Le livre-phare des vacances 2014 fait à peine 80 pages. Un simple cahier d’images d’une trentaine de photos en noir et blanc que publient les élégantes éditions Contrejour. Ces quelques clichés essentiels proviennent des archives de Graziano Arici (photographe et collectionneur). Dolce Claudia éclairera vos nuits d’été d’une tendre lumière. Il y a dans ce mince recueil toute la beauté irradiante du Sud, la pudeur d’une époque où les filles détenaient les secrets de l’amour. Le parfum enfiévré de la Via Veneto et les pétarades des Vespa chassant en meute. L’ombre de Fellini aussi. Sur ces trente photos, un seul modèle, irrésistible dans la fraîcheur de ses vingt ans, Claudia, la berbère, l’italienne de Tunis, l’unique, la femme multiple. Pourquoi sommes-nous tombés un jour amoureux de l’orientale Cardinale ?
Ouvrez ce livre et vous comprendrez notre enchantement et notre colère devant cette sauvagerie-là ! Le charme est forcément cruel. Terriblement injuste. De son regard sombre, Claudia vous gifle. Ses longs cheveux noirs vous serrent le cœur. Sa bouche insolente vous empêche de respirer. Ses épaules maternelles vous narguent. Inconcevable de réalisme et de tension érotique dans notre société du faux où les physiques en plastique et les âmes en carton encombrent le grand écran. Oui, vous êtes désarmé, vaincu, béat.
Comment lui résister ? Comment ne pas succomber à cette fille lovée dans un pull à grosse maille, le coude posé sur un radiateur, sans apprêt, sans artifice, d’un naturel brut. Peut-être le véritable signe de l’existence de Dieu. Vous pressentez que l’amour avec elle sera un combat perdu d’avance, que vous en ressortirez désemparé et heureux. Ne vous fiez pas à ce doux visage, à cette peau dorée, à ces courbes sensuelles, cette montagne de désir est un roc. Les filles du Sud aux corps souples sont des femmes de tête. Elles ne se dévoilent que dans l’intimité. Elles cherchent l’absolu. Dans sa préface, Claude Nori tente de lever le mystère sur cette séance photo prise à Rome en 1958 qui donne naissance à cet ouvrage délicieux. « Claudia Cardinale […] pose pour un de ces paparazzi d’agences spécialisées dans les magazines populaires dont on ne saura rien si ce n’est le talent qu’il mit à installer cette complicité, ce flirt photographique » écrit-il.

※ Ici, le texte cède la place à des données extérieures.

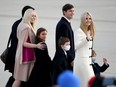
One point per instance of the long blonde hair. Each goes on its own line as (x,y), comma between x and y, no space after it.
(27,18)
(82,24)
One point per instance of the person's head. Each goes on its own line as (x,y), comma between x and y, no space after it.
(25,8)
(64,43)
(68,11)
(68,79)
(41,35)
(87,23)
(30,17)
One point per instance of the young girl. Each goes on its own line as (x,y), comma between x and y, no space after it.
(41,73)
(60,61)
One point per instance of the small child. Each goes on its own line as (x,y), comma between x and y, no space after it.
(60,60)
(96,67)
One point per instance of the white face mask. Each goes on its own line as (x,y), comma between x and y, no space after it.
(66,47)
(93,60)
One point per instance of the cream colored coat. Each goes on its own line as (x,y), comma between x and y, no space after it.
(82,61)
(22,71)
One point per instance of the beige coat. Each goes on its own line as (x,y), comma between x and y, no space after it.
(82,61)
(22,71)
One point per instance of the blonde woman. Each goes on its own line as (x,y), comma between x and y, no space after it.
(83,48)
(26,39)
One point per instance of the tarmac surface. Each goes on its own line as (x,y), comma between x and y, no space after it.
(49,12)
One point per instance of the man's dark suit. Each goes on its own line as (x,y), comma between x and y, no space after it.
(63,29)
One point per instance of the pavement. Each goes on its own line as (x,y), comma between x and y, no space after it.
(49,12)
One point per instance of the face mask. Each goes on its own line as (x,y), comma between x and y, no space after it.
(93,60)
(67,48)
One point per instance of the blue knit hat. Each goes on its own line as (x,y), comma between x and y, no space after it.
(68,79)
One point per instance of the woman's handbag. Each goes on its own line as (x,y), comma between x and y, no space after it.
(28,54)
(4,55)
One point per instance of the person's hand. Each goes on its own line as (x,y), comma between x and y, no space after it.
(105,61)
(41,46)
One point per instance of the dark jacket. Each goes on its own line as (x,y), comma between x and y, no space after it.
(97,68)
(60,64)
(63,29)
(41,73)
(10,61)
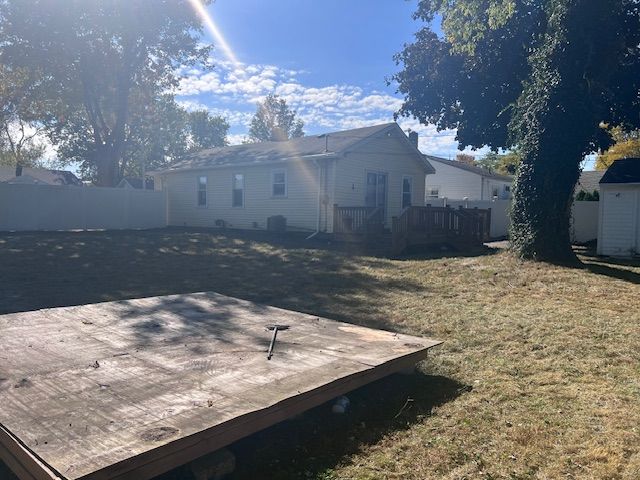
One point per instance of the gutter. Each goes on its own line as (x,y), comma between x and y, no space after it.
(244,164)
(315,162)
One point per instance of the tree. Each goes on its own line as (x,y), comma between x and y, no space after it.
(98,55)
(20,106)
(627,146)
(466,158)
(537,75)
(274,121)
(504,164)
(159,132)
(207,131)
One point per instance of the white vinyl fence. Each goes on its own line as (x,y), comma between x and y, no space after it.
(584,221)
(53,207)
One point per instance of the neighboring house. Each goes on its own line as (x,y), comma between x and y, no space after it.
(619,222)
(301,179)
(589,182)
(457,180)
(135,183)
(38,176)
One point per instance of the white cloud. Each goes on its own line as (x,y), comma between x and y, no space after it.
(232,91)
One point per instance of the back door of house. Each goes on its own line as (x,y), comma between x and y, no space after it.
(376,195)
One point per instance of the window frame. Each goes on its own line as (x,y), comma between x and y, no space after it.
(428,191)
(199,191)
(233,190)
(403,193)
(286,182)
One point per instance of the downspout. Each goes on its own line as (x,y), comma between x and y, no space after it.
(315,162)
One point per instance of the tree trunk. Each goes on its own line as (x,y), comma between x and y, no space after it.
(543,197)
(106,161)
(553,125)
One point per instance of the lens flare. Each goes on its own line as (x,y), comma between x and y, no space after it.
(213,29)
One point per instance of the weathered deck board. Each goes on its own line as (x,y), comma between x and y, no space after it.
(131,389)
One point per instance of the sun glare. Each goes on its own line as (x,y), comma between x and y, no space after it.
(211,26)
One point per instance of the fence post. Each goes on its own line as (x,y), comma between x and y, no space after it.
(395,236)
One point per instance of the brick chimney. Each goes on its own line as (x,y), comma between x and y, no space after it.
(413,138)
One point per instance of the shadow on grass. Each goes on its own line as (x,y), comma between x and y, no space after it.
(626,269)
(41,270)
(311,445)
(57,269)
(446,251)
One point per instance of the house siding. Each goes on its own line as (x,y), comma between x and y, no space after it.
(390,155)
(300,206)
(456,183)
(619,220)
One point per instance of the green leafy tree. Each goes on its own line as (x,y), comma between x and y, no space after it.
(627,145)
(537,75)
(466,158)
(504,164)
(207,131)
(274,121)
(98,55)
(21,104)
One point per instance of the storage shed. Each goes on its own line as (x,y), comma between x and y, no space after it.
(619,225)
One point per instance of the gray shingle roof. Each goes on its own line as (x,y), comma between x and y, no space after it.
(589,181)
(334,143)
(626,170)
(470,168)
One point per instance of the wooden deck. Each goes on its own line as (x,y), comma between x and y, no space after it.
(131,389)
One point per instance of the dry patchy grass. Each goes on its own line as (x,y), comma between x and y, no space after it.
(539,376)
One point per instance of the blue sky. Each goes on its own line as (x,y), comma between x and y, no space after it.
(328,59)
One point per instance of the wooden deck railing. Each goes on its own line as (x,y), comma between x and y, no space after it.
(360,220)
(439,224)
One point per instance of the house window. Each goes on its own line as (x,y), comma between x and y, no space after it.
(279,183)
(202,191)
(407,188)
(237,198)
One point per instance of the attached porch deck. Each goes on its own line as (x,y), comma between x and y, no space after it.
(416,225)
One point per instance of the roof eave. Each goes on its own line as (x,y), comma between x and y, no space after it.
(318,156)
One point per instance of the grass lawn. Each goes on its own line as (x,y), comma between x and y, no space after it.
(539,376)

On ferait tous n’importe quoi pour avoir un flirt avec elle. Cet anonyme a saisi la flamme de Claudia, cette candeur douloureuse, cette réserve étincelante et cette sagesse explosive dans un décor d’une banalité affligeante : un canapé écossais, une chaise en bois ou une terrasse sobre. La beauté de Claudia n’a pas besoin de lustre. Elle s’exprime partout. Quand elle apparaît dans le cadre, le spectateur n’a plus d’yeux que pour elle. Comment s’en détacher ? Les Visconti, Leone, Monicelli, Comencini ne s’y sont pas trompés en la choisissant. Car si Claudia est belle à regarder, elle l’est encore plus à entendre. Cette voix qui puise sa source si loin est l’aphrodisiaque le plus puissant que je connaisse. Et ce rire, coup de sirocco qui balaye l’amertume, a des intonations de promesse d’éternité. On voudrait qu’elle ne s’arrête jamais.
Dolce Claudia n’est pas seulement un livre de belles et rares photos, il fascine aussi par sa charge émotionnelle à évoquer le monde d’avant. Les photos de Claudia s’accompagnent d’un Éloge de la starlette joliment troussé par le philosophe balnéaire Frédéric Schiffter qui se rappelle qu’à chaque projection, son amour pour Claudia Cardinale renaissait intact, et d’avouer que « je ne puis la voir autrement que comme une éternelle belle aimée – un idéal féminin qu’on n’approche ni ne possède jamais, bien sûr, mais que ce sentiment si particulier qu’on lui voue préserve de l’oubli et de l’infidélité ». Claudia, le soleil de notre vie.
Dolce Claudia – Archives Graziano Arici – préface de Claude Nori – Éloge de la starlette par Frédéric Schiffter – cahier d’images – Contrejour.